И ещё злая насмешка судьбы: человек одарен редкой красотой, а горюет об этом, как о жестокой помехе, словно он — калека.
Жизнь обратно не повернёшь, что было, то прошло.
... ей нестерпимо хочется живого чувства, волнения, которое обдало бы ее словно жарким и сильным ветром. И совсем не хочется весь свой век плестись, как заведенной, по одной и той же колее; хочется перемен, полноты жизни, любви. Да, любви, и мужа, и детей.
Ральф служит церкви, а церковь требует его всего без остатка, требует даже и то, в чём не нуждается, — его мужское начало. Святая церковь требует, чтобы оно принесено было ей в жертву, этим она утверждает свою власть над своим слугой — и уничтожает его, вычёркивает из жизни, ибо когда он перестанет дышать, он никого не оставит после себя.
Надежда может быть самой жестокой вещью в мире, и бывает так, что самое большое, что может один человек сделать для другого — это убить безнадежную надежду.
Я не считаю, что Бог сотворил людей равными, иначе откуда вокруг столько идиотов? Но я свято верю, что умных женщин на свете отнюдь не меньше, чем умных мужчин.

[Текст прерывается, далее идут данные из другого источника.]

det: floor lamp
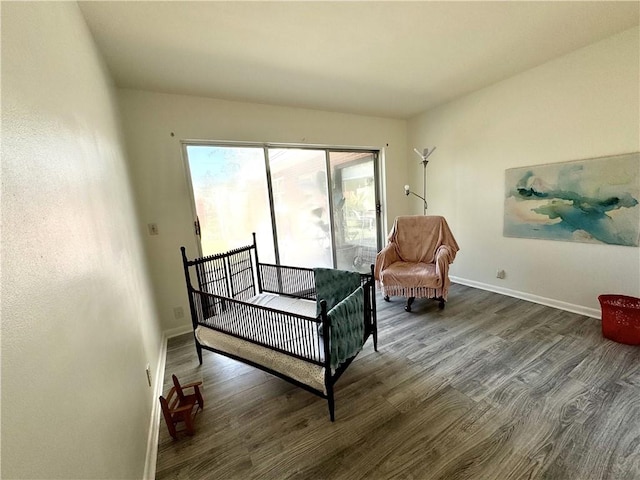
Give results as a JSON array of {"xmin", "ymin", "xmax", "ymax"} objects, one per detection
[{"xmin": 404, "ymin": 147, "xmax": 436, "ymax": 215}]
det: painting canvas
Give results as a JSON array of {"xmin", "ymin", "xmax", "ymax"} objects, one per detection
[{"xmin": 504, "ymin": 153, "xmax": 640, "ymax": 247}]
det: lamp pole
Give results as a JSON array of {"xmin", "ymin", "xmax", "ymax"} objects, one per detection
[{"xmin": 404, "ymin": 147, "xmax": 437, "ymax": 215}]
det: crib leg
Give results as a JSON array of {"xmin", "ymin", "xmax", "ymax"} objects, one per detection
[
  {"xmin": 327, "ymin": 386, "xmax": 336, "ymax": 422},
  {"xmin": 196, "ymin": 342, "xmax": 202, "ymax": 365}
]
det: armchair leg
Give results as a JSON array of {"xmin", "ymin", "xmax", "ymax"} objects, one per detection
[{"xmin": 404, "ymin": 297, "xmax": 416, "ymax": 312}]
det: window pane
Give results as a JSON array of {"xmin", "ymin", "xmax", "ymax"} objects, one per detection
[
  {"xmin": 187, "ymin": 145, "xmax": 275, "ymax": 262},
  {"xmin": 269, "ymin": 148, "xmax": 333, "ymax": 267},
  {"xmin": 329, "ymin": 152, "xmax": 377, "ymax": 273}
]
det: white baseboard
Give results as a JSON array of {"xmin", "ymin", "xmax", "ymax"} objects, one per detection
[
  {"xmin": 143, "ymin": 333, "xmax": 167, "ymax": 480},
  {"xmin": 449, "ymin": 276, "xmax": 600, "ymax": 318},
  {"xmin": 143, "ymin": 325, "xmax": 193, "ymax": 480},
  {"xmin": 164, "ymin": 324, "xmax": 193, "ymax": 339}
]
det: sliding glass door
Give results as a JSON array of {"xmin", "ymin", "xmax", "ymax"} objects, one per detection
[
  {"xmin": 185, "ymin": 145, "xmax": 275, "ymax": 262},
  {"xmin": 329, "ymin": 151, "xmax": 378, "ymax": 272},
  {"xmin": 268, "ymin": 148, "xmax": 333, "ymax": 268},
  {"xmin": 184, "ymin": 144, "xmax": 380, "ymax": 272}
]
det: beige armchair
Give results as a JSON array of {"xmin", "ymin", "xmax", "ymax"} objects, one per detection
[{"xmin": 375, "ymin": 215, "xmax": 460, "ymax": 312}]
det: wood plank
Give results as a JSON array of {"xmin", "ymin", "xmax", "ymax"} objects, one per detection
[{"xmin": 156, "ymin": 285, "xmax": 640, "ymax": 480}]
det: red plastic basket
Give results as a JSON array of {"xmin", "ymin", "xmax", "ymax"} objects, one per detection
[{"xmin": 598, "ymin": 295, "xmax": 640, "ymax": 345}]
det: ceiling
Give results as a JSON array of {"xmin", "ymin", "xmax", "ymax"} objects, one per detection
[{"xmin": 79, "ymin": 1, "xmax": 640, "ymax": 118}]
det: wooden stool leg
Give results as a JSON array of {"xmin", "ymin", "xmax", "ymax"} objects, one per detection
[{"xmin": 160, "ymin": 397, "xmax": 178, "ymax": 439}]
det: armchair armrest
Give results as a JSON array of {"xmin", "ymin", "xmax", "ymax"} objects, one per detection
[
  {"xmin": 435, "ymin": 245, "xmax": 456, "ymax": 280},
  {"xmin": 373, "ymin": 243, "xmax": 400, "ymax": 280}
]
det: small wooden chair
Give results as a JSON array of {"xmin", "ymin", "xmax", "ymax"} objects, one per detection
[{"xmin": 160, "ymin": 375, "xmax": 204, "ymax": 439}]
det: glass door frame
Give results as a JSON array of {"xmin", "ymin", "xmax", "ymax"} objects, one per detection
[{"xmin": 180, "ymin": 140, "xmax": 382, "ymax": 268}]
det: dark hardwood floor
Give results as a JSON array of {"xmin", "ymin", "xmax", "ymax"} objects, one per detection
[{"xmin": 156, "ymin": 285, "xmax": 640, "ymax": 480}]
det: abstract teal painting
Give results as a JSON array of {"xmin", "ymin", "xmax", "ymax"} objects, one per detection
[{"xmin": 504, "ymin": 153, "xmax": 640, "ymax": 247}]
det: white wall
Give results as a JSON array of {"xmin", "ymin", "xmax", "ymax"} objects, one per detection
[
  {"xmin": 2, "ymin": 2, "xmax": 161, "ymax": 479},
  {"xmin": 119, "ymin": 90, "xmax": 407, "ymax": 334},
  {"xmin": 408, "ymin": 28, "xmax": 640, "ymax": 316}
]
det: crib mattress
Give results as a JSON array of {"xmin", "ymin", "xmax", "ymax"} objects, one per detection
[
  {"xmin": 196, "ymin": 293, "xmax": 327, "ymax": 394},
  {"xmin": 195, "ymin": 326, "xmax": 327, "ymax": 394}
]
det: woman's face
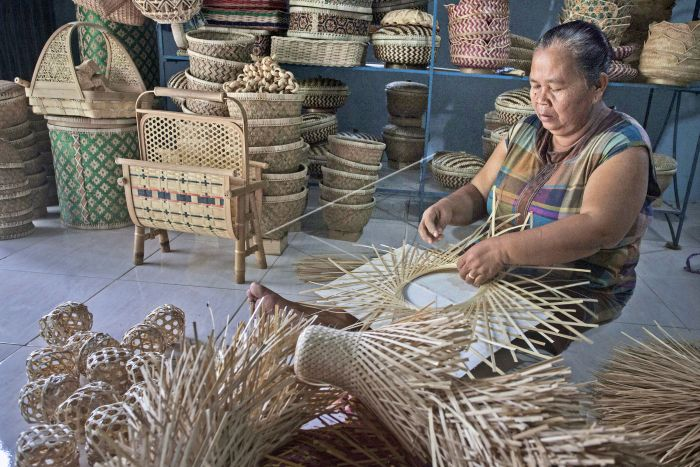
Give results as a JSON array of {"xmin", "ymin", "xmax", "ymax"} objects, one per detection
[{"xmin": 530, "ymin": 44, "xmax": 602, "ymax": 136}]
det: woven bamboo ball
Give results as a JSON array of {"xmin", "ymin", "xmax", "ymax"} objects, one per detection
[
  {"xmin": 56, "ymin": 381, "xmax": 118, "ymax": 440},
  {"xmin": 27, "ymin": 347, "xmax": 77, "ymax": 380},
  {"xmin": 85, "ymin": 402, "xmax": 129, "ymax": 464},
  {"xmin": 126, "ymin": 352, "xmax": 163, "ymax": 384},
  {"xmin": 86, "ymin": 347, "xmax": 132, "ymax": 394},
  {"xmin": 143, "ymin": 305, "xmax": 185, "ymax": 345},
  {"xmin": 77, "ymin": 332, "xmax": 119, "ymax": 375},
  {"xmin": 19, "ymin": 374, "xmax": 80, "ymax": 423},
  {"xmin": 122, "ymin": 323, "xmax": 165, "ymax": 355},
  {"xmin": 39, "ymin": 302, "xmax": 92, "ymax": 345},
  {"xmin": 17, "ymin": 423, "xmax": 79, "ymax": 467}
]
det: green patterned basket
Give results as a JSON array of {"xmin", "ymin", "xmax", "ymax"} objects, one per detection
[
  {"xmin": 49, "ymin": 119, "xmax": 139, "ymax": 230},
  {"xmin": 75, "ymin": 6, "xmax": 160, "ymax": 89}
]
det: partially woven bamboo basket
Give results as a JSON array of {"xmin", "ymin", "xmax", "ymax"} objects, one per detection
[
  {"xmin": 321, "ymin": 167, "xmax": 379, "ymax": 190},
  {"xmin": 248, "ymin": 140, "xmax": 308, "ymax": 173},
  {"xmin": 262, "ymin": 164, "xmax": 308, "ymax": 196}
]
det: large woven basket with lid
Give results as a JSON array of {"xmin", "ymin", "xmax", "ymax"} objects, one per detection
[{"xmin": 431, "ymin": 152, "xmax": 484, "ymax": 190}]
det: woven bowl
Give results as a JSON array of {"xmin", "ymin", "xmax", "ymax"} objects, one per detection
[
  {"xmin": 260, "ymin": 188, "xmax": 309, "ymax": 240},
  {"xmin": 318, "ymin": 183, "xmax": 375, "ymax": 204},
  {"xmin": 321, "ymin": 167, "xmax": 379, "ymax": 190},
  {"xmin": 328, "ymin": 135, "xmax": 386, "ymax": 165},
  {"xmin": 262, "ymin": 164, "xmax": 308, "ymax": 196},
  {"xmin": 326, "ymin": 153, "xmax": 382, "ymax": 175},
  {"xmin": 248, "ymin": 140, "xmax": 309, "ymax": 173},
  {"xmin": 319, "ymin": 199, "xmax": 376, "ymax": 232},
  {"xmin": 185, "ymin": 27, "xmax": 255, "ymax": 62}
]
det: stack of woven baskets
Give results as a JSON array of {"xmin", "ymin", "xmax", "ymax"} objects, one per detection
[
  {"xmin": 639, "ymin": 21, "xmax": 700, "ymax": 86},
  {"xmin": 0, "ymin": 81, "xmax": 50, "ymax": 224},
  {"xmin": 272, "ymin": 0, "xmax": 372, "ymax": 67},
  {"xmin": 319, "ymin": 133, "xmax": 386, "ymax": 241},
  {"xmin": 383, "ymin": 81, "xmax": 428, "ymax": 169},
  {"xmin": 372, "ymin": 10, "xmax": 440, "ymax": 68}
]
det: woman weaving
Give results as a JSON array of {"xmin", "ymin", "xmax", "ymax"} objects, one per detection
[{"xmin": 249, "ymin": 21, "xmax": 659, "ymax": 354}]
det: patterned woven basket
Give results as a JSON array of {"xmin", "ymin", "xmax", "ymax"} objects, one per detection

Память неосязаема, как ни старайся, подлинное ощущение не вернёшь, остаётся лишь призрак, тень, грустное тающее облако.
Не понять было, слышит ли Мэгги эти глупые прибаутки; остановившимися глазами она безрадостно смотрела куда-то поверх его плеча, и в глазах этих была невысказанная повесть слишком ранних трагедий, недетских страданий и горя, тяжкого не по годам.
В старости тоже есть смысл. Она даёт нам перед смертью передышку, чтобы мы успели сообразить, почему жили так, а не иначе.